The Accountancy Board will wait for the conclusions of magisterial inquiries before deciding whether to proceed against Nexia BT or its directors Brian Tonna and Karl Cini, sources said. 

The board has the power to investigate the behaviour of accounting firms and can even withdraw operating licences and warrants of erring accountants.  

Nexia BT, the financial advisers who created offshore setups for minister Konrad Mizzi and the Prime Minister's chief of staff Keith Schembri, this week denied claims they withheld information from the Financial Intelligence Analysis Unit.

However, directors Mr Cini and Mr Tonna, authors of leaked e-mails which led the FIAU to suspect money-laundering activities, refused to answer specific questions about their actions, invoking “professional secrecy”.

When approached, Mr Cini would not even refer to information now in the public domain.

He was asked, for instance, whether his e-mails and their contents followed instructions by Dr Mizzi and Mr Schembri and if he had passed on such e-mails to the inquiring magistrate.

Insisting he was bound by “professional secrecy and client confidentiality”, Mr Cini said he was precluded from answering any questions, adding he “cooperated fully with the investigative authorities”.

When it was pointed out that the information sought was not about individual clients but published documents bearing his name, Mr Cini still declined to comment.

Quoting a leaked FIAU report, the Times of Malta said earlier this week the government’s anti-money laundering agency noted that Nexia BT withheld information during investigations involving Tourism Minister Konrad Mizzi and the Prime Minister’s chief of staff, Keith Schembri.

According to the report, after the Panama Papers leaks in March 2016, the agency had demanded copies of all correspondence between Nexia BT and the Panama law firm Mossack Fonseca as well as exchanges between the audit firm and Dr Mizzi and Mr Schembri.

Nexia BT told the FIAU investigators that “all instructions and discussions with clients” were verbal, which the agency deemed “suspicious”.

The FIAU also remarked in the leaked report that e-mails published by the Times of Malta were not passed on to the authorities by Nexia BT.

Referring to an article on the Times of Malta titled ‘Nexia BT “withheld” information from FIAU’, Mr Tonna denied that Nexia BT had withheld any information from the authorities.

“On the contrary, and as we have stated consistently, we have cooperated fully with them and will continue to do so,” he insisted.

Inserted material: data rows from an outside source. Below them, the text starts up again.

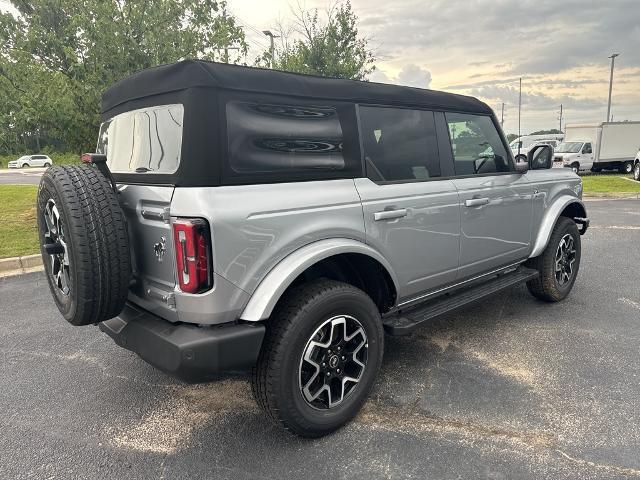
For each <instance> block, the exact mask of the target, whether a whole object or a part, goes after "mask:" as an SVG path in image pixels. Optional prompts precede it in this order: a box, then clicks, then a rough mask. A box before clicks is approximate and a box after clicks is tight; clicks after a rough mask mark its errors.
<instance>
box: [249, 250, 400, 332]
mask: <svg viewBox="0 0 640 480" xmlns="http://www.w3.org/2000/svg"><path fill="white" fill-rule="evenodd" d="M318 277H327V278H332V279H336V280H340V281H344V282H346V283H350V284H352V285H354V286H356V287H358V288H361V289H362V290H364V291H365V292H366V293H367V294H369V295H370V296H371V297H372V299H373V301H374V302H375V303H376V304H377V305H378V308H379V309H380V310H381V311H385V310H387V309H389V308H390V307H391V306H393V305H394V304H395V301H396V298H397V292H398V280H397V277H396V275H395V274H394V272H393V269H392V268H391V265H390V264H389V262H388V261H387V260H386V259H385V258H384V257H383V256H382V255H381V254H380V253H379V252H378V251H376V250H375V249H373V248H372V247H370V246H369V245H366V244H364V243H362V242H359V241H356V240H352V239H347V238H334V239H327V240H320V241H317V242H314V243H311V244H309V245H306V246H304V247H302V248H300V249H298V250H296V251H294V252H293V253H291V254H289V255H288V256H287V257H286V258H284V259H283V260H281V261H280V262H279V263H278V264H277V265H276V266H275V267H274V268H273V269H272V270H271V271H270V272H269V273H268V274H267V275H266V276H265V277H264V278H263V280H262V281H261V282H260V284H259V285H258V287H257V288H256V290H255V291H254V292H253V294H252V295H251V298H250V299H249V302H248V303H247V305H246V306H245V308H244V310H243V311H242V314H241V315H240V319H241V320H245V321H252V322H255V321H260V320H266V319H267V318H269V316H270V315H271V313H272V312H273V309H274V308H275V306H276V305H277V303H278V301H279V300H280V299H281V298H282V297H283V295H284V294H285V293H286V292H287V290H289V289H290V288H294V287H295V286H296V285H298V284H299V283H301V282H303V281H305V280H307V279H309V278H318Z"/></svg>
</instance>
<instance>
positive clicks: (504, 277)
mask: <svg viewBox="0 0 640 480" xmlns="http://www.w3.org/2000/svg"><path fill="white" fill-rule="evenodd" d="M537 276H538V272H537V271H536V270H532V269H530V268H526V267H518V268H517V269H516V270H514V271H513V272H510V273H505V274H501V275H499V276H497V277H495V278H494V279H493V280H488V281H485V282H483V283H481V284H478V285H475V286H473V287H470V288H466V289H464V290H461V291H460V292H458V293H451V294H449V295H444V296H442V297H439V298H436V299H434V300H432V301H429V302H425V303H423V304H421V305H417V306H415V307H411V308H410V309H407V310H404V311H402V312H401V313H399V314H398V315H393V316H390V317H386V318H383V319H382V322H383V325H384V329H385V331H386V332H387V333H388V334H390V335H408V334H409V333H411V332H412V331H413V330H415V329H416V328H417V327H419V326H420V325H422V324H423V323H425V322H427V321H429V320H432V319H434V318H436V317H439V316H440V315H443V314H445V313H449V312H452V311H454V310H457V309H458V308H461V307H464V306H465V305H468V304H470V303H473V302H475V301H477V300H480V299H482V298H484V297H486V296H488V295H491V294H493V293H496V292H499V291H500V290H503V289H505V288H508V287H511V286H513V285H517V284H519V283H522V282H527V281H529V280H532V279H534V278H536V277H537Z"/></svg>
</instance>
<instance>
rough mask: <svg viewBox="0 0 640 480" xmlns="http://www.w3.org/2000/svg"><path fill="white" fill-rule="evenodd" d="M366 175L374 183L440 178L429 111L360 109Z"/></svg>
mask: <svg viewBox="0 0 640 480" xmlns="http://www.w3.org/2000/svg"><path fill="white" fill-rule="evenodd" d="M360 136H361V138H362V146H363V150H364V152H363V153H364V158H365V163H366V166H367V175H368V176H369V178H371V179H372V180H376V181H401V180H427V179H429V178H434V177H439V176H440V164H439V160H438V155H437V146H436V145H437V144H436V138H435V129H434V120H433V112H427V111H423V110H409V109H403V108H383V107H360Z"/></svg>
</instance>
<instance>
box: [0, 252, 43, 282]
mask: <svg viewBox="0 0 640 480" xmlns="http://www.w3.org/2000/svg"><path fill="white" fill-rule="evenodd" d="M43 269H44V267H43V266H42V256H41V255H25V256H24V257H13V258H0V277H11V276H13V275H20V274H23V273H29V272H38V271H40V270H43Z"/></svg>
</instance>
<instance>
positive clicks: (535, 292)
mask: <svg viewBox="0 0 640 480" xmlns="http://www.w3.org/2000/svg"><path fill="white" fill-rule="evenodd" d="M580 254H581V245H580V233H579V232H578V227H577V226H576V224H575V222H574V221H573V220H572V219H570V218H567V217H560V218H558V221H557V223H556V226H555V227H554V229H553V232H552V233H551V237H550V238H549V243H548V244H547V247H546V248H545V250H544V251H543V252H542V254H541V255H539V256H537V257H536V258H532V259H531V260H529V261H528V262H527V266H528V267H529V268H533V269H535V270H537V271H538V273H539V275H538V277H537V278H535V279H533V280H530V281H529V282H527V288H528V289H529V292H531V294H532V295H533V296H534V297H536V298H539V299H540V300H544V301H546V302H559V301H560V300H563V299H564V298H566V296H567V295H569V292H571V289H572V288H573V284H574V283H575V281H576V277H577V276H578V270H579V269H580Z"/></svg>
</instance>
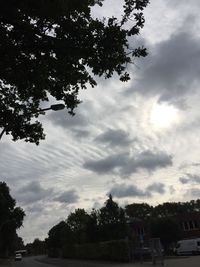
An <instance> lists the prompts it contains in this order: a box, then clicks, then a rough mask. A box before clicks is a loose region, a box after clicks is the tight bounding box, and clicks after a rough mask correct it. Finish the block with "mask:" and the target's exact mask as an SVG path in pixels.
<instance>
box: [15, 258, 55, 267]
mask: <svg viewBox="0 0 200 267" xmlns="http://www.w3.org/2000/svg"><path fill="white" fill-rule="evenodd" d="M36 259H37V257H24V258H22V260H21V261H12V263H11V266H12V267H58V266H57V265H50V264H45V263H41V262H38V261H37V260H36Z"/></svg>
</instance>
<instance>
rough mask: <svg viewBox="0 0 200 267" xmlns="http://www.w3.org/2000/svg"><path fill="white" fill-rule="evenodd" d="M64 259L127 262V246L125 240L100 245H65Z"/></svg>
mask: <svg viewBox="0 0 200 267" xmlns="http://www.w3.org/2000/svg"><path fill="white" fill-rule="evenodd" d="M62 256H63V257H64V258H73V259H89V260H108V261H121V262H128V261H129V246H128V242H127V241H126V240H113V241H107V242H101V243H89V244H82V245H65V247H64V248H63V255H62Z"/></svg>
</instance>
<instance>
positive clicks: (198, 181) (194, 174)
mask: <svg viewBox="0 0 200 267" xmlns="http://www.w3.org/2000/svg"><path fill="white" fill-rule="evenodd" d="M179 181H180V182H181V183H182V184H194V183H197V184H200V176H199V175H195V174H186V176H184V177H180V178H179Z"/></svg>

With regard to the rest of the same article, he said his company was “precluded from fully addressing the allegations due to client confidentiality and professional secrecy obligations at law, as well as in light of the ongoing magisterial inquiries. Nonetheless, we continue to categorically deny any wrongdoing, both from a legal and also from a conduct perspective.”

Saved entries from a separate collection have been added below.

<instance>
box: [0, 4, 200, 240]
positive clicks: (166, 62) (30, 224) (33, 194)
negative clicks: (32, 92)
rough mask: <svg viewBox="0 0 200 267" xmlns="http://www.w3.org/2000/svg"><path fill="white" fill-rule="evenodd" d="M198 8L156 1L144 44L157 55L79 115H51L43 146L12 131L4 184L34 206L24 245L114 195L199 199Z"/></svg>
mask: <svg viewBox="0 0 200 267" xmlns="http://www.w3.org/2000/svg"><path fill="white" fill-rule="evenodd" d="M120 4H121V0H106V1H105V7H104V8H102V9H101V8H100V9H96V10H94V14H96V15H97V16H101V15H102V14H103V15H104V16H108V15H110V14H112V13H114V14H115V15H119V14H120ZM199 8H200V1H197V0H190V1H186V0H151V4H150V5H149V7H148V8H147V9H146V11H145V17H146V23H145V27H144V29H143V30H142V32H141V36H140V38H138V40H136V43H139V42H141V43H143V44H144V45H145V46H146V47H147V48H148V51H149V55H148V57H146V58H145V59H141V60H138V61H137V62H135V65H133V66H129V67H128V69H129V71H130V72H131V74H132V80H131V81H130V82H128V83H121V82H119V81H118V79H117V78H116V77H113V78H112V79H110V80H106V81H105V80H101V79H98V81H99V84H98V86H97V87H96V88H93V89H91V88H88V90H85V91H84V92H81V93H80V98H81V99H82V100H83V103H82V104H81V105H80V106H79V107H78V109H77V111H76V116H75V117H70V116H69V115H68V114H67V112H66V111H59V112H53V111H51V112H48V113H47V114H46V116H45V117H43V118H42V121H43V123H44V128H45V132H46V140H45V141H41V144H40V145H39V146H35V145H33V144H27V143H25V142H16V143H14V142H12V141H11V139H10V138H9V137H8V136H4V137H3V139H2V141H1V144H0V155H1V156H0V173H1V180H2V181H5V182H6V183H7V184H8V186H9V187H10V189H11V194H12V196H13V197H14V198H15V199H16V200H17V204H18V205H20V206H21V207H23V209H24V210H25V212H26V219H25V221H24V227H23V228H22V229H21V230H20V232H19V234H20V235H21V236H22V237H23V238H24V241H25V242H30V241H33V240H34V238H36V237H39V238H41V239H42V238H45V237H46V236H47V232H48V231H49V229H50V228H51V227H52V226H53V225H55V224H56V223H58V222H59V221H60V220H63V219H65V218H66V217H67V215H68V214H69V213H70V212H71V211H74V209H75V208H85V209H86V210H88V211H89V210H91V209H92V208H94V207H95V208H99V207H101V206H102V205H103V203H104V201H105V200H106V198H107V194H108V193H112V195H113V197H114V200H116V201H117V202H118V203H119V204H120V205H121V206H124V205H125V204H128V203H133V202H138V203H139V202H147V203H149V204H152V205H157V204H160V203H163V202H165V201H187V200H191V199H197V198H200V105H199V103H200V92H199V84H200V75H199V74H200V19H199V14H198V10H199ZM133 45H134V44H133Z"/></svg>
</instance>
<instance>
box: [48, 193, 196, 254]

Accountancy Board has power to withdraw warrants

Leaked documents released by the Daphne Project include e-mails by Mr Cini indicating an association between 17 Black, a Dubai company, the LNG tanker feeding the Delimara power project and Dr Mizzi and Mr Schembri’s Panama companies.

Mr Tonna, the auditor of Mr Schembri’s group of companies, Kasco, has admitted publicly to taking a €100,000 personal loan from his client.

A leaked FIAU report has raised suspicion that Mr Tonna paid kickbacks to Mr Schembri from the sale of Maltese passports.

However, he told the anti-money laundering agency the transaction was a private ‘loan’ from Mr Schembri to help him in cash flow difficulties he had encountered in a personal matter.

According to international accountancy standards, accountants and auditors are prohibited from taking loans from clients.

Accountants who spoke to this newspaper felt that, on this basis alone, the Accountancy Board could put in motion procedures to withdraw Mr Tonna’s warrant as such behaviour amounted to a clear breach of ethics.

The Malta Institute of Accountants had started procedures against Mr Tonna and Mr Cini who had demanded such action should stop pending a decision by the court. They withdrew their membership of the institute, hence halting the procedures against them.

The institute has no legal powers to withdraw accountants’ warrants.